In many American cities it can seem like a weekly arts battle: The small art house movie theater trying to steal attention — and audiences — away from the weekend’s big title with the big star. It’s a cinematic war that has led to the rise of an unlikely art house army, a rebellious band of filmmakers, studios, theater owners, and festivals, all committed to defying Hollywood and expecting something more from cinema than opening weekend box office receipts.

For the last 50 years, one of the more recognizable symbols of this army — the flag if you will — has been the black-and-white, two-faced logo of Janus Films. As Martin Scorsese has said, the logo “meant that you were going to see something special, something new, something completely different from anything you’d ever seen before.”

On college campuses across the country, before the untimely deaths of so many film societies, students would file in every week to Janus 101 — their weekly dose of foreign film study. To read through the films, and names, imported by Janus during the 1960s, ’70s, and in years since, makes the company’s mark on America’s cinematic community undeniable — names like Ozu, Herzog, Eisenstein, Truffaut, Renoir, Bergman, De Sica, Carne, Fellini, Kurosawa … the list goes on and on. They are the names that today are found on the syllabus of any freshman film class; together they constitute the foundation of the art form itself.

Recently Janus Films, founded in 1956 by Bryant Haliday and Cyrus Harvey, owners of Cambridge’s Brattle Theater and the 55th Street Playhouse in Manhattan, announced a plan to continue that cinematic education. Beginning Saturday night, in conjunction with the New York Film Festival, and running through October 26, Janus will celebrate its 50th anniversary by screening new 35 mm prints of some 29 titles from its catalogue — a remarkable festival within a festival that, for some, might well eclipse the NYFF program showing down the street.

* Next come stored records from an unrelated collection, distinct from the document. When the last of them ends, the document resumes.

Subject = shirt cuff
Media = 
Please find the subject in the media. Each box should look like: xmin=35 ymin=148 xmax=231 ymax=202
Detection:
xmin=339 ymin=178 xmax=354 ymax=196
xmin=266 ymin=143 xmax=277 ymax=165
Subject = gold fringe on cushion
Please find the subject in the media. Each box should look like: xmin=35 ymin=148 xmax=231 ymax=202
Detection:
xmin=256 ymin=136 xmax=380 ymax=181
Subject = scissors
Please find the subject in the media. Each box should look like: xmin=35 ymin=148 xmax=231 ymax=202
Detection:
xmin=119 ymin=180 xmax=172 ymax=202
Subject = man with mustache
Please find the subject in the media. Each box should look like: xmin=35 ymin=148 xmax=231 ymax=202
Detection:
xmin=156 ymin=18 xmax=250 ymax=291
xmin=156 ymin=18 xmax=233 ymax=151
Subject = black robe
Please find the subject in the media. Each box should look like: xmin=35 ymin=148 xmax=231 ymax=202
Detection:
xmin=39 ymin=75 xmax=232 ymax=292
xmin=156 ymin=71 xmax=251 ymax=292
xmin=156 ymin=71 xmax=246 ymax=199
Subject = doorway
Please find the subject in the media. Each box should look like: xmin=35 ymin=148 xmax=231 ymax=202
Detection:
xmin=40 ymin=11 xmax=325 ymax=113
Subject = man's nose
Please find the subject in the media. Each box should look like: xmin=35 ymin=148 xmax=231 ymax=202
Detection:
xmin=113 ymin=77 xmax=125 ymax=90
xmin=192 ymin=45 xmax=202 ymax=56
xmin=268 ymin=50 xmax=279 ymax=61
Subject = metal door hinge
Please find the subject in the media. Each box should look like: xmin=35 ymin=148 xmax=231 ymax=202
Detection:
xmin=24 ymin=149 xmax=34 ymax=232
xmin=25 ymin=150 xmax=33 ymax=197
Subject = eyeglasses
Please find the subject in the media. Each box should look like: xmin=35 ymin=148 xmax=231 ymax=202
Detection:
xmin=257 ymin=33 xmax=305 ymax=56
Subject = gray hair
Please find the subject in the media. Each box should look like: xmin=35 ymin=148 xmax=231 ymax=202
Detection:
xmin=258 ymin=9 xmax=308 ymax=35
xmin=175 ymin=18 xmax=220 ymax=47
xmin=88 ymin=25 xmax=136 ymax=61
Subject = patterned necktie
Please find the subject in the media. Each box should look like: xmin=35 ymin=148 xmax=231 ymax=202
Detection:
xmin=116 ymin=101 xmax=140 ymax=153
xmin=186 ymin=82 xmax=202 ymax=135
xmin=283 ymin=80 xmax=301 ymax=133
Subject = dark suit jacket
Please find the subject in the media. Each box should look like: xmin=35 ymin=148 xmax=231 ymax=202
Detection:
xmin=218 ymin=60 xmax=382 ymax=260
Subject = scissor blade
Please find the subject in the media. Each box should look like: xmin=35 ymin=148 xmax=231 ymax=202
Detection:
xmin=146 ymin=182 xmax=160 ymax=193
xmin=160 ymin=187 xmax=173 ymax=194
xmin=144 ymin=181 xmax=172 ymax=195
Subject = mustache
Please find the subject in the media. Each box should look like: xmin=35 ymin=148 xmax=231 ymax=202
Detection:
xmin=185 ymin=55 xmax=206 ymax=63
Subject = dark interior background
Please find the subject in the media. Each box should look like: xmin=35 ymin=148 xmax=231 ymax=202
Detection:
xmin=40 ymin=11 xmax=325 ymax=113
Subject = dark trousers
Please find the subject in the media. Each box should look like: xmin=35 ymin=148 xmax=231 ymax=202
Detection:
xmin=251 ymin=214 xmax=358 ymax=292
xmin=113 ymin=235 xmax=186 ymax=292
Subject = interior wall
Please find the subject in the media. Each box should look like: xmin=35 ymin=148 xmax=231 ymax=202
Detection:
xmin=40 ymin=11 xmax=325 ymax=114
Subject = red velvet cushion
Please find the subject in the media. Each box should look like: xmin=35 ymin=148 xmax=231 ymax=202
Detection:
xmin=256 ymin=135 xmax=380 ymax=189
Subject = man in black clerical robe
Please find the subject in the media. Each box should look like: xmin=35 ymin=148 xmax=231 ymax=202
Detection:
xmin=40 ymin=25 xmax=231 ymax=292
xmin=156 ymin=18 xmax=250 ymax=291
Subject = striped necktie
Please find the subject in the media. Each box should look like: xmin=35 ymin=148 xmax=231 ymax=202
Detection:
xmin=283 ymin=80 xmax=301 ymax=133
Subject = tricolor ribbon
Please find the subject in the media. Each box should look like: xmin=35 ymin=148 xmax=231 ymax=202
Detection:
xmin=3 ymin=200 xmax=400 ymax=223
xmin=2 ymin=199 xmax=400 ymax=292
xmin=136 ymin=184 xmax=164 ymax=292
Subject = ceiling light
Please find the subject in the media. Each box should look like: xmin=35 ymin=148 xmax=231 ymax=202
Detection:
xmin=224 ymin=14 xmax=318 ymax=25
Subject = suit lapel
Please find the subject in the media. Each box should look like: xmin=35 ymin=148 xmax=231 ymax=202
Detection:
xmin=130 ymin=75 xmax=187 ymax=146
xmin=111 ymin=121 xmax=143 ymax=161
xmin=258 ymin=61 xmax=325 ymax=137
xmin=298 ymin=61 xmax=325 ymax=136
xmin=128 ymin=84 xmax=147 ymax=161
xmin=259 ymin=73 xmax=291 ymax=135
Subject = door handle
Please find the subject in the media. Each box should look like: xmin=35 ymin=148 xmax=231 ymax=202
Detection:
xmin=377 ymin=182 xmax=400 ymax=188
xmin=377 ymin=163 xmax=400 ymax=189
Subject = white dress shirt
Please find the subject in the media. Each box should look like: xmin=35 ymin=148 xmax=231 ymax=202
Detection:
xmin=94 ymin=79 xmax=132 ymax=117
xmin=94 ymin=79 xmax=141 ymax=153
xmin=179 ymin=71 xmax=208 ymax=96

Most impressive about the Janus retrospective is not the depth, but the breadth of the titles, several of which might be unknown to even the most devout cineastes.The series starts Saturday where most film fans would expect, with the moody love triangle of Truffaut’s “Jules and Jim,” before moving on to the technical perfection of Renoir’s “Rules of the Game,” and the profound morality play of Bergman’s “Seventh Seal.”

In addition to these conventional classics, Janus has programmed a number of unexpected and underappreciated masterpieces. On Sunday, Roman Polanski’s very first film, “Knife in the Water,” captures the director’s uncanny ability to sustain a sense of dread — a style he would later perfect in “Rosemary’s Baby” and “Chinatown.” On Tuesday, the series highlights an Bergman film that even Bergman fans might not be entirely familiar with: “Monika,” an essential building block of the French New Wave.

Then there are some real surprises, like Kon Ichikawa’s societal drama “The Makioka Sisters,” Carl Theodor Dreyer’s “Day of Wrath” — which is partly about a 17th-century witch hunt and partly about a flawed woman, a flawed church, and tragic sense of justice — and Victor Sjostrom’s 1921 silent, metaphyiscal thriller about the nature of death, “The Phantom Carriage,” complete with a live accompaniment.

It is an unprecedented program — a collection Janus plans to take around the country before delivering it to stores as part of a 50-movie DVD box set. A must-see and a must-buy, it seems the perfect way to celebrate this movie company, this essential cinematic institution, still fighting the good fight.